Three articles in the 14 October edition of the Gazette made me wonder why the word ‘sales’ is still rarely used within the profession.
Page 1: Accountants to apply for probate rights
Accountants have simply spotted an obvious sales opportunity and are seeking to take advantage of it. Are solicitors looking for similar opportunities?
A good accountant, who has taken an active interest in the affairs of their high-net-worth clients for many years, will see probate as a natural extension of the service that they currently provide. It is a way of adding another string to their bow. It provides clients with a seamless service.
From their position, accountants will have a clear sales advantage over lawyers and even the likes of the Co-op who sell probate along with wills and funeral plans. They see their clients much more frequently than lawyers tend to do, if only to prepare their annual tax return, are more proactive at suggesting planning opportunities. They are also more adept at cross-selling.

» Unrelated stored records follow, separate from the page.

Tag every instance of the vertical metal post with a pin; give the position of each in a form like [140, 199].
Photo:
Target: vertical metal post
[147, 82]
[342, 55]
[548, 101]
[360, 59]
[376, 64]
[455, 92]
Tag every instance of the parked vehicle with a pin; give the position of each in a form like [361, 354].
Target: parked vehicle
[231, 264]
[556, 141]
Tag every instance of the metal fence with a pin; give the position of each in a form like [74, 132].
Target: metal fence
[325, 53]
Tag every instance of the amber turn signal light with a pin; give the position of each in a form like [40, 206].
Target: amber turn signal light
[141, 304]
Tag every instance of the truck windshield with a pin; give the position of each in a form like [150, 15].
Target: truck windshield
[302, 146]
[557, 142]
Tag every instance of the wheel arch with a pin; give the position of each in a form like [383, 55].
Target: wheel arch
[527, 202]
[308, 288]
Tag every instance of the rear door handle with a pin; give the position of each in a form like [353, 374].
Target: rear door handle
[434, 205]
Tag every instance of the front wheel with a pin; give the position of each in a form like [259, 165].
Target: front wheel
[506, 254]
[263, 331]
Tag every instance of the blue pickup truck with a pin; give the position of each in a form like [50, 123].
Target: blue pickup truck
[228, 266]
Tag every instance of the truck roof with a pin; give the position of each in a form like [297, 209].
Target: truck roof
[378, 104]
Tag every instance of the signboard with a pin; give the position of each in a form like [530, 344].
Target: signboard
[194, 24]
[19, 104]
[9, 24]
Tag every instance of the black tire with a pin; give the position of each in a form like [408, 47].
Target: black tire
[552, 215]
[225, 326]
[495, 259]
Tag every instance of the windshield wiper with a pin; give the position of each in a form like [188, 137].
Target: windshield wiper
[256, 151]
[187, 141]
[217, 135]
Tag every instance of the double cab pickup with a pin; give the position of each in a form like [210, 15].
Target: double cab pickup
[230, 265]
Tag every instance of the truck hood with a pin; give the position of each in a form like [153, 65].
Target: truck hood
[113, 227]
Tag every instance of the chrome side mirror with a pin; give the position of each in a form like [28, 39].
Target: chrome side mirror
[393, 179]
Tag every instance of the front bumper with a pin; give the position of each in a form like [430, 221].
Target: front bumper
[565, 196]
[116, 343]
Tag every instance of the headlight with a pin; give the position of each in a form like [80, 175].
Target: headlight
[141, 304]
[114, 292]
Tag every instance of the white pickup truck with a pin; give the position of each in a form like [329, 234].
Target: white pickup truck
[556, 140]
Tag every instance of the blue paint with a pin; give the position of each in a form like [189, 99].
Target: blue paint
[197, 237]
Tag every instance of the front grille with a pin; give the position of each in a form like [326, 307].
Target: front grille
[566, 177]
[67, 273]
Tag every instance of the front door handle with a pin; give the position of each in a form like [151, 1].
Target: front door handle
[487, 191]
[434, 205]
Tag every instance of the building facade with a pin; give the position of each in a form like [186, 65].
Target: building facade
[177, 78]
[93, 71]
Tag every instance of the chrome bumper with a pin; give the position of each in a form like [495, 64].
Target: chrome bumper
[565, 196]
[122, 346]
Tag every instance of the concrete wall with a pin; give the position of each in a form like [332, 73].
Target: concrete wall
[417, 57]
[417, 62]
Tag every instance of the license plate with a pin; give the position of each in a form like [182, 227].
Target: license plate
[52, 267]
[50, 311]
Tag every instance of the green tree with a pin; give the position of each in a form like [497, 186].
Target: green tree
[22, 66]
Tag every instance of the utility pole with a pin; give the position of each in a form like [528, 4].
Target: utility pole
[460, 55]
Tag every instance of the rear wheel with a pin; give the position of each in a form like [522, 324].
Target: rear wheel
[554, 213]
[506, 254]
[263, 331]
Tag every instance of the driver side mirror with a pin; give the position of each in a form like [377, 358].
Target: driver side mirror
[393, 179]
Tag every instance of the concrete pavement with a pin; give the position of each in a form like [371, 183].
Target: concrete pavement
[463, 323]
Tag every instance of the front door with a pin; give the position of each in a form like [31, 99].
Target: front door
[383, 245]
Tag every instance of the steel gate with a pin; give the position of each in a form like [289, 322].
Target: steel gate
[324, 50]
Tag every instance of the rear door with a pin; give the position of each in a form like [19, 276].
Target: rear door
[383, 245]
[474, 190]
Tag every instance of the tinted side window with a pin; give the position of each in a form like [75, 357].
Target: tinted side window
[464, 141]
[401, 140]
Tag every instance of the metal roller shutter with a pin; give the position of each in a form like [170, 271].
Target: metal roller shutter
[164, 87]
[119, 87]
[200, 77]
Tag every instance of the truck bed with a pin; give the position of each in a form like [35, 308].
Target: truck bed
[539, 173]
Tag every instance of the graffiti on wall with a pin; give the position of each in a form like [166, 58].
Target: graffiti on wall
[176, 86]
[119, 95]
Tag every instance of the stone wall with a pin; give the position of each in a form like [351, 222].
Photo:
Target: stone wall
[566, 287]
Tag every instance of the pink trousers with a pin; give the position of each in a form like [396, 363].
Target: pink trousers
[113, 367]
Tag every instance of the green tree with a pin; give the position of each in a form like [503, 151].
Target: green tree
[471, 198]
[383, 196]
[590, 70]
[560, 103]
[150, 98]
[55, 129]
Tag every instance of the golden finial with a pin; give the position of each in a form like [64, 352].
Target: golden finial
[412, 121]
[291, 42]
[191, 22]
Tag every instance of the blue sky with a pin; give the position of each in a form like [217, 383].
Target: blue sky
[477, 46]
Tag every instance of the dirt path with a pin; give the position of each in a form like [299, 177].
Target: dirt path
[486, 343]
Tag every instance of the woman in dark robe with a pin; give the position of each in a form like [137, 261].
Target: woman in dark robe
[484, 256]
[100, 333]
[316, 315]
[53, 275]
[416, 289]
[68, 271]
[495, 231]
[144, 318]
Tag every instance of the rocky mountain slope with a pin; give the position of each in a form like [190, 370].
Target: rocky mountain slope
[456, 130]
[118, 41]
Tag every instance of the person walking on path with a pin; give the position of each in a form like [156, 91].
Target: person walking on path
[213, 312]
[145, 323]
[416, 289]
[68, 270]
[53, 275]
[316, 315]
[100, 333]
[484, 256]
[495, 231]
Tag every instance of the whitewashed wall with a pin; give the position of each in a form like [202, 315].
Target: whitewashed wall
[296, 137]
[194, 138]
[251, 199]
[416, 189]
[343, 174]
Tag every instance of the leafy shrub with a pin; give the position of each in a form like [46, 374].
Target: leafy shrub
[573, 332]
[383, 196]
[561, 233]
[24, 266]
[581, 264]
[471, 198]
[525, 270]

Page 2: Profession 'inherently masculine'
There has been a great deal of coverage about the inequalities within the legal profession, but little coverage of ‘diverse’ professionals who are successful and why. In my experience, the successful professionals are good salespeople (the term 'rainmakers' tends to be used), but this is rarely mentioned and I am not aware of any studies into this in the UK, although there is some in the US.
When working with good rainmakers, I have often found them to have some sales experience. I recall one very successful corporate finance partner who financed his student travels in the southern hemisphere with a holiday job selling paintings door to door. He said that ‘once you have experienced that sort of rejection, there is nothing to fear in picking up the phone’.
Another successful female partner told me of her student holiday job in one of the major electrical retailers where the sales culture and performance rewards had influenced her approach to business development (another euphemism for ‘sales’).
Page 12: Ticking the boxes is no longer enough
How can a student, such as Carly Moore-Martin, differentiate themselves from 300 other students with a similar degree and an impressive array of extra-curricular activities and interests?
Put yourselves in the shoes of the employer. Of course, you need someone who knows the law, but you can take your pick of those. Your other objectives will be to build a profitable practice in the face of growing competition. So all other things being equal, a candidate with sales and marketing skills is going to stand out from the rest. Alternatively, if you operate in particular target markets, a candidate with knowledge, experience and contacts within that sector will be more attractive.
Is a reticence to embrace and recognise the importance of sales making it easy for competitors to enter the legal market?